Taking the North stairwell Henry plodded reluctantly up to the thirtieth floor. The Beautiful Girl Across the Hall smiled wanly at him. Her sad face peered at him from behind the grime of what her life had become.
“I locked myself out of my apartment…and it’s so late,” she said.
Henry looked at his shoes, embarrassed that his life had changed so little. He knocked on Mary’s door.
“Hello Henry,” said Mr. X. “Come on in.”
Henry walked into his girlfriend’s parents’ apartment and sat himself at the table.
Mrs. X stared at him from her corner. Her crochet needles clicked furiously, the chitter of insect mandibles. Mary touched his shoulder gently as their bandage swaddled child mewled pitifully from its place at the centre of the table. Its beak-like mouth snapped sharply as it struggled against its bonds. The carving knife glittered hopefully.
“We have chicken tonight,” said Mr. X. “It’s man-made. Little damn thing’s smaller than my fist.”
Henry picked up the carving knife. The baby stopped crying. The thin, wrinkled skin of its head shifted and moved like maggots writhed there.
“I just cut it like regular chicken?” asked Henry.

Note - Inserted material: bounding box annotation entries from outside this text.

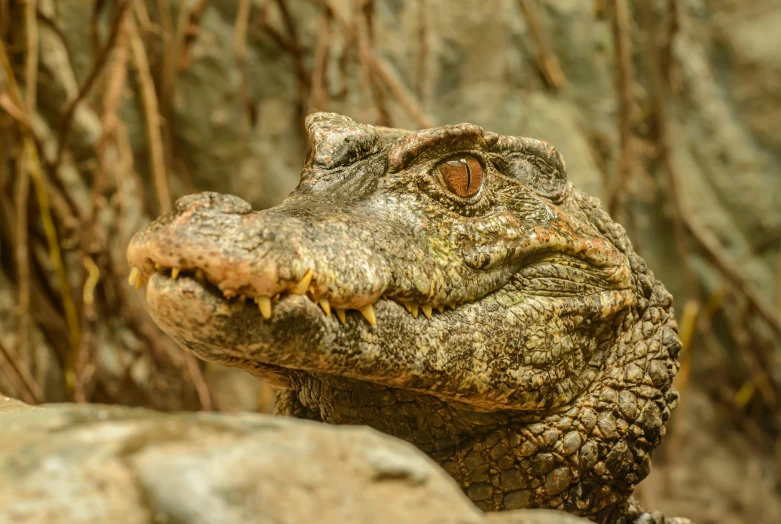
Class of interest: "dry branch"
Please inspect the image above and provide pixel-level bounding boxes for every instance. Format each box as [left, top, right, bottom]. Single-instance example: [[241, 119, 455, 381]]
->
[[608, 0, 634, 216], [518, 0, 567, 89], [52, 0, 130, 173], [128, 17, 171, 213]]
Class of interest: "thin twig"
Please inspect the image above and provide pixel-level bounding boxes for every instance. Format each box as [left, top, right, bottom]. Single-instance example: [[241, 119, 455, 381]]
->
[[518, 0, 567, 89], [128, 17, 171, 213], [158, 0, 190, 116], [15, 0, 38, 372], [233, 0, 255, 127], [355, 3, 391, 127], [414, 0, 428, 99], [307, 8, 331, 113], [643, 0, 699, 300], [0, 341, 42, 404], [776, 249, 781, 311], [608, 0, 633, 216], [0, 39, 81, 388], [319, 0, 433, 128], [683, 213, 781, 338]]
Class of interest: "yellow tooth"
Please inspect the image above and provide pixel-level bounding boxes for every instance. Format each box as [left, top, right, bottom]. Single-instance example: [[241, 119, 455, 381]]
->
[[358, 304, 377, 326], [296, 271, 312, 295], [407, 304, 418, 318], [317, 297, 331, 315], [255, 297, 271, 320], [127, 266, 141, 289]]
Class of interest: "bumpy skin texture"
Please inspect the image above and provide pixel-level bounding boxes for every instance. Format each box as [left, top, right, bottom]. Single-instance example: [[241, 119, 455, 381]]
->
[[128, 113, 681, 523]]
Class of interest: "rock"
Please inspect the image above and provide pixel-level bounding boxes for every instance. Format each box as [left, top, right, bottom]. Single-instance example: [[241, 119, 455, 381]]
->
[[0, 397, 586, 524]]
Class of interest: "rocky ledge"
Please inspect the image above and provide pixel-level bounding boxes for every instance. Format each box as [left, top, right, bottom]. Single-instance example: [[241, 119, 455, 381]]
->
[[0, 396, 587, 524]]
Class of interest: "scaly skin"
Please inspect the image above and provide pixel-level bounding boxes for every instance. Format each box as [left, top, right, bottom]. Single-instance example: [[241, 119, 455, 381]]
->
[[128, 113, 681, 523]]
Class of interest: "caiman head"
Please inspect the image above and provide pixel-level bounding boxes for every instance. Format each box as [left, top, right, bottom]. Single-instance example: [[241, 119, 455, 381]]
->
[[128, 113, 680, 519]]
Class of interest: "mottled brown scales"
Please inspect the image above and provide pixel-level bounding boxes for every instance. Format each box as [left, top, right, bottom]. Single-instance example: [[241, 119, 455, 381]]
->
[[128, 113, 681, 523]]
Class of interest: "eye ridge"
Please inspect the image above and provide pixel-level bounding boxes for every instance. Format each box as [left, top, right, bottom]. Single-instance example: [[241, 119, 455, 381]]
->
[[437, 154, 483, 198]]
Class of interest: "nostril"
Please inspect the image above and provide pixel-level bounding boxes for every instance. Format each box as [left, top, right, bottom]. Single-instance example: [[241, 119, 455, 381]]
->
[[174, 191, 252, 215]]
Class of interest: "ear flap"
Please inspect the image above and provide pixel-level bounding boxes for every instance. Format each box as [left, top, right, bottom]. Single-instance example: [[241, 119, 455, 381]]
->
[[306, 113, 380, 169], [491, 136, 567, 203]]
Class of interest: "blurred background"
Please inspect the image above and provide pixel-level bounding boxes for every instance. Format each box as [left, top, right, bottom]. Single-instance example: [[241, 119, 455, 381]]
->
[[0, 0, 781, 524]]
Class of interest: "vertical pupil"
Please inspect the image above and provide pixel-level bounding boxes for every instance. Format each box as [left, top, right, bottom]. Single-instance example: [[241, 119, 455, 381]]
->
[[438, 156, 483, 197]]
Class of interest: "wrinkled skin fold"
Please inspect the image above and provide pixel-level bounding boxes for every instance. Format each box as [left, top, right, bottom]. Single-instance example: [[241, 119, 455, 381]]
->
[[128, 113, 680, 522]]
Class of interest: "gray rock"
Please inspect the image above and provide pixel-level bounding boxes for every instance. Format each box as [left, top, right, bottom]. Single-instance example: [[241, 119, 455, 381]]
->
[[0, 397, 586, 524]]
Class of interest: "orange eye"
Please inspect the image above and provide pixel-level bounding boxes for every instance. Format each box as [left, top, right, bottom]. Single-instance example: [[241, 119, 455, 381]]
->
[[437, 156, 483, 198]]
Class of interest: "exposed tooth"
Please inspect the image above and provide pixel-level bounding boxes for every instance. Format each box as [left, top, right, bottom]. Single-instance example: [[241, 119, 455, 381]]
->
[[255, 297, 271, 320], [317, 298, 331, 315], [127, 266, 141, 289], [358, 304, 377, 326], [404, 304, 418, 318], [296, 271, 312, 295]]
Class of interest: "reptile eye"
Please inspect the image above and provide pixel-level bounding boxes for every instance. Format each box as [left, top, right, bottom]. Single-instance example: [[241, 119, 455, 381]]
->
[[437, 156, 483, 198]]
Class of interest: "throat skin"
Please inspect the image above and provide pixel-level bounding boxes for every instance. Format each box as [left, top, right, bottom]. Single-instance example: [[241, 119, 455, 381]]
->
[[277, 274, 680, 523]]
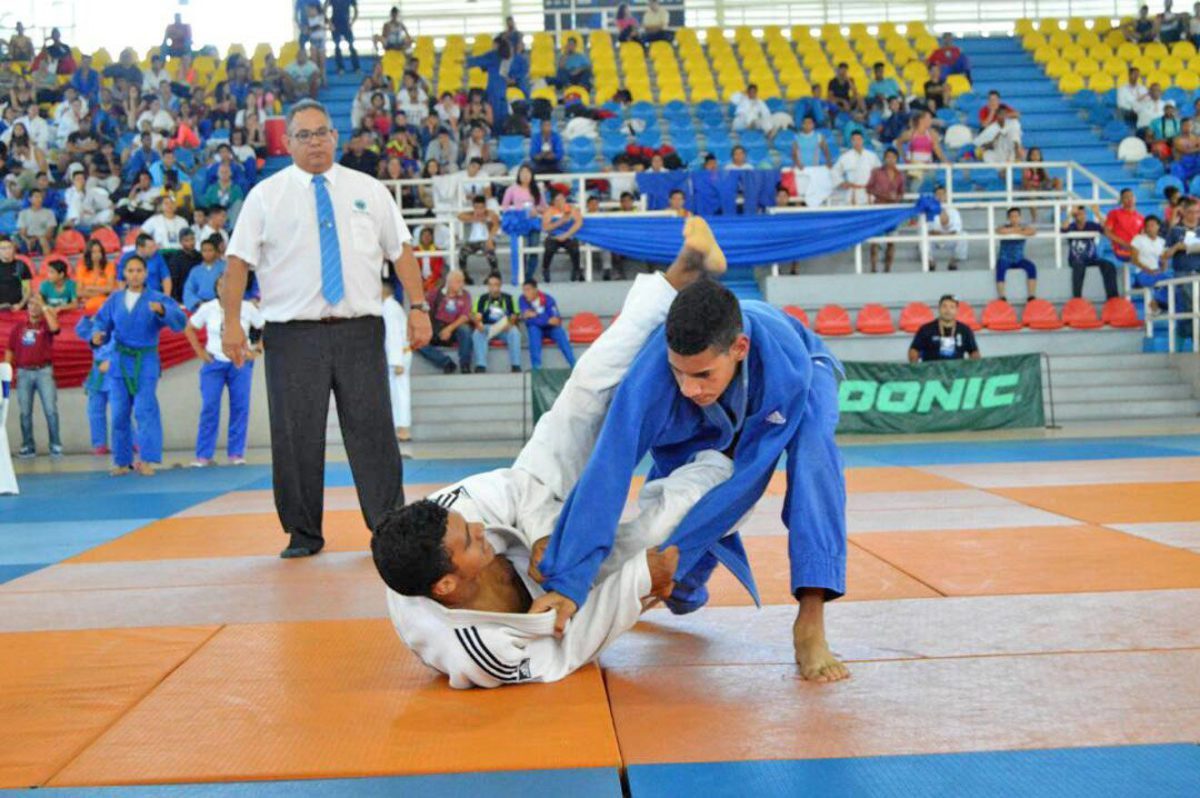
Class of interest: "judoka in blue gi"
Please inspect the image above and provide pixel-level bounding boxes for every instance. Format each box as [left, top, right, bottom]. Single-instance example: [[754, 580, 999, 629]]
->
[[91, 254, 187, 476], [76, 316, 115, 455], [530, 220, 848, 682]]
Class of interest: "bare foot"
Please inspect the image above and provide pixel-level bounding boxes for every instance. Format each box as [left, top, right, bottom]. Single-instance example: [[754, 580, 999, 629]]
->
[[666, 216, 726, 290], [792, 618, 850, 682]]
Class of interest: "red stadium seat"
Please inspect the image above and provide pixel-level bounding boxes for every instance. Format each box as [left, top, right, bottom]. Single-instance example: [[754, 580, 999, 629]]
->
[[91, 227, 121, 254], [1021, 299, 1062, 330], [900, 302, 931, 332], [959, 299, 983, 332], [857, 304, 896, 335], [812, 305, 854, 335], [784, 305, 812, 329], [566, 312, 604, 343], [1062, 296, 1104, 330], [983, 299, 1021, 332], [1100, 296, 1141, 328], [54, 229, 88, 256]]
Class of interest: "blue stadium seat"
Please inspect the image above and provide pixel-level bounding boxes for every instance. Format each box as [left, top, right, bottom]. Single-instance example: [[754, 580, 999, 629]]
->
[[1147, 174, 1183, 197], [1134, 158, 1164, 180]]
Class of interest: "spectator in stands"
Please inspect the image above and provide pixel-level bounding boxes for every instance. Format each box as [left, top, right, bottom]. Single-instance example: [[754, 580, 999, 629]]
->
[[1062, 205, 1120, 299], [642, 0, 674, 46], [541, 191, 583, 282], [458, 194, 500, 286], [425, 125, 458, 174], [162, 14, 192, 58], [116, 233, 173, 296], [866, 148, 905, 274], [1135, 83, 1166, 133], [416, 271, 472, 374], [1104, 188, 1142, 260], [14, 187, 59, 254], [547, 38, 592, 91], [833, 130, 883, 205], [283, 47, 322, 102], [37, 261, 79, 311], [1117, 66, 1150, 125], [5, 296, 62, 457], [62, 169, 113, 230], [520, 277, 575, 371], [142, 197, 187, 252], [828, 61, 864, 119], [1129, 216, 1174, 313], [974, 106, 1025, 163], [908, 294, 983, 364], [926, 34, 971, 80], [866, 61, 901, 108], [376, 6, 413, 53], [340, 132, 379, 178], [472, 271, 521, 374], [325, 0, 360, 74], [929, 186, 970, 271], [996, 208, 1038, 302], [529, 119, 563, 174], [184, 235, 226, 311]]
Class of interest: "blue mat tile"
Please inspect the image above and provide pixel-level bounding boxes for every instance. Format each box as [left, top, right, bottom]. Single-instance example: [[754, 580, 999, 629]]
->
[[0, 518, 156, 565], [0, 768, 622, 798], [0, 563, 50, 584], [629, 744, 1200, 798]]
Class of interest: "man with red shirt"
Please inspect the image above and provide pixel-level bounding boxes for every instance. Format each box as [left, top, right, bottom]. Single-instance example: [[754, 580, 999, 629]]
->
[[925, 34, 971, 80], [1104, 188, 1146, 260], [4, 296, 62, 457]]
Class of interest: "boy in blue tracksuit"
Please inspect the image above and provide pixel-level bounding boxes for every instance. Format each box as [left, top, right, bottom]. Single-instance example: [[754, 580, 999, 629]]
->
[[530, 220, 848, 682], [91, 254, 187, 476]]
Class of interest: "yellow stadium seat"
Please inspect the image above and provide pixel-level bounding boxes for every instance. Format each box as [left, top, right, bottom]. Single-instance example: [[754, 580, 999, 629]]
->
[[1087, 72, 1117, 94], [1175, 70, 1200, 91]]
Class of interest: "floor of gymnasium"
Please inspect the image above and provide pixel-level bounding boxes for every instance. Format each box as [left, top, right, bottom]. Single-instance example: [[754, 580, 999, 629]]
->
[[0, 431, 1200, 798]]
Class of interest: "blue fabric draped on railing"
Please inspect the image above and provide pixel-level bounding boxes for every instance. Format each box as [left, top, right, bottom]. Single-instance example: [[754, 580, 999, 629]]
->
[[502, 194, 941, 275]]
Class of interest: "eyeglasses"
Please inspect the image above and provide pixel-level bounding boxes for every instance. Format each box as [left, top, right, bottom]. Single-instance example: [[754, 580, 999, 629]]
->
[[290, 127, 334, 144]]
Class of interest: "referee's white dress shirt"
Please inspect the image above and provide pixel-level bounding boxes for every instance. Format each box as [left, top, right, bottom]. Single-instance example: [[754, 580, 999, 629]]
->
[[226, 163, 413, 322]]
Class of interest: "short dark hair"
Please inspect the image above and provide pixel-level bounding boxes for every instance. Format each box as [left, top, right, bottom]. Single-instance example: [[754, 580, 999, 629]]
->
[[371, 499, 454, 596], [667, 278, 742, 355]]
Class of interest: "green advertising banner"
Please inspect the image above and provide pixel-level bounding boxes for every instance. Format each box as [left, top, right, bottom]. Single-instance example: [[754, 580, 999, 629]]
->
[[838, 354, 1045, 434], [530, 354, 1045, 434]]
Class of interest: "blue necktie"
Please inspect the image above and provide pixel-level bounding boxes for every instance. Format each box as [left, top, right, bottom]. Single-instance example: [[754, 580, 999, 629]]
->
[[312, 174, 346, 305]]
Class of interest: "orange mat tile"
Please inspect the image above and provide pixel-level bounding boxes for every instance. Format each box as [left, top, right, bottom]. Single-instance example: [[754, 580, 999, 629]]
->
[[66, 510, 371, 563], [708, 535, 937, 607], [0, 626, 216, 787], [991, 482, 1200, 523], [606, 649, 1200, 764], [52, 620, 619, 786], [767, 466, 966, 496], [600, 590, 1200, 670], [853, 526, 1200, 595]]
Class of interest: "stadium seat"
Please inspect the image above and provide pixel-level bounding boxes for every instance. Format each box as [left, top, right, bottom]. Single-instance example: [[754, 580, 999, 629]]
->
[[90, 227, 121, 254], [814, 305, 854, 335], [54, 229, 88, 257], [1100, 296, 1141, 328], [1062, 296, 1104, 330], [856, 304, 896, 335], [984, 299, 1021, 332], [784, 305, 812, 328], [900, 302, 934, 332], [566, 311, 604, 343], [1021, 299, 1062, 330]]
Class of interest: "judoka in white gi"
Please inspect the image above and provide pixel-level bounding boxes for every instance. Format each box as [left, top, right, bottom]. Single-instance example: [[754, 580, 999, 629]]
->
[[372, 217, 732, 688]]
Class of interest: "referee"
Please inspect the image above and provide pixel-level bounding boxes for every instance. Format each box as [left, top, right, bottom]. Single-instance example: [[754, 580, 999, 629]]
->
[[221, 100, 431, 558]]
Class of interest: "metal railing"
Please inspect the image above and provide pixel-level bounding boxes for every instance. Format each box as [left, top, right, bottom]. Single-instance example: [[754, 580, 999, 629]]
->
[[1141, 274, 1200, 353]]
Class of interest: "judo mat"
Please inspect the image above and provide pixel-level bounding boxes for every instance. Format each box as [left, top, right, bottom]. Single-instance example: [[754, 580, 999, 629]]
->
[[0, 437, 1200, 798]]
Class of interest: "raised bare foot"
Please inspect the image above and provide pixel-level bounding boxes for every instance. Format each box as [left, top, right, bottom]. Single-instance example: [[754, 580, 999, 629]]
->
[[792, 619, 850, 682]]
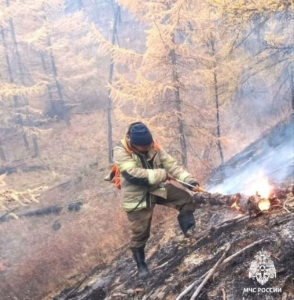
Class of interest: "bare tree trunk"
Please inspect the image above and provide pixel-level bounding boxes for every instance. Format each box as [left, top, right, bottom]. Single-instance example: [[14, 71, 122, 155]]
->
[[0, 139, 7, 162], [170, 49, 188, 167], [289, 62, 294, 111], [48, 35, 70, 126], [0, 24, 29, 149], [32, 134, 40, 157], [26, 109, 40, 157], [40, 52, 57, 115], [107, 1, 119, 163], [211, 40, 224, 164]]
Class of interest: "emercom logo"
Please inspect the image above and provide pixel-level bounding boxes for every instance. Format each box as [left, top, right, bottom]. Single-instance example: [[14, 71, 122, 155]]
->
[[249, 250, 276, 285]]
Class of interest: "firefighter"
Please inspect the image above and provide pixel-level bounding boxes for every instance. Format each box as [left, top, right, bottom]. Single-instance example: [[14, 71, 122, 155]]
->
[[113, 122, 199, 279]]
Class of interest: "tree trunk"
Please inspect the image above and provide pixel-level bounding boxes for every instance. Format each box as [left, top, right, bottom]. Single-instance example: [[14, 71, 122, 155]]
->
[[0, 139, 7, 162], [211, 40, 224, 164], [6, 0, 27, 86], [47, 23, 70, 126], [289, 62, 294, 111], [170, 49, 188, 167], [32, 134, 40, 157], [26, 109, 40, 157], [107, 2, 119, 163], [0, 24, 29, 149], [40, 52, 57, 115]]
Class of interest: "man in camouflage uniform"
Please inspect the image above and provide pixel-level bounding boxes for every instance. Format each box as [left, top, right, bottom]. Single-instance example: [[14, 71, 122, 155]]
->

Mrs. X began to cry, a splintered sound, like fractured glass. A tear ran down her cheek. Her crochet needles clicked. Henry glanced at Mary. She nodded. Henry leaned across the table, the knife angled at the precise angle needed for the first incision.
The door of the apartment splintered inwards. Henry jumped back from the table as Judges stormed the apartment. The baby began to cry, black milk oozing from its lipless mouth.
“Freeze!” snarled Dredd. “You’re under arrest.”
“Being a mutant isn’t a crime Judge,” said Henry.
“No, but keeping a tiny mutant lounge singer prisoner behind your radiator is. You’re doing time Perv!”
“It’s okay!” whispered the Pencil Machine Operator in Henry’s ear.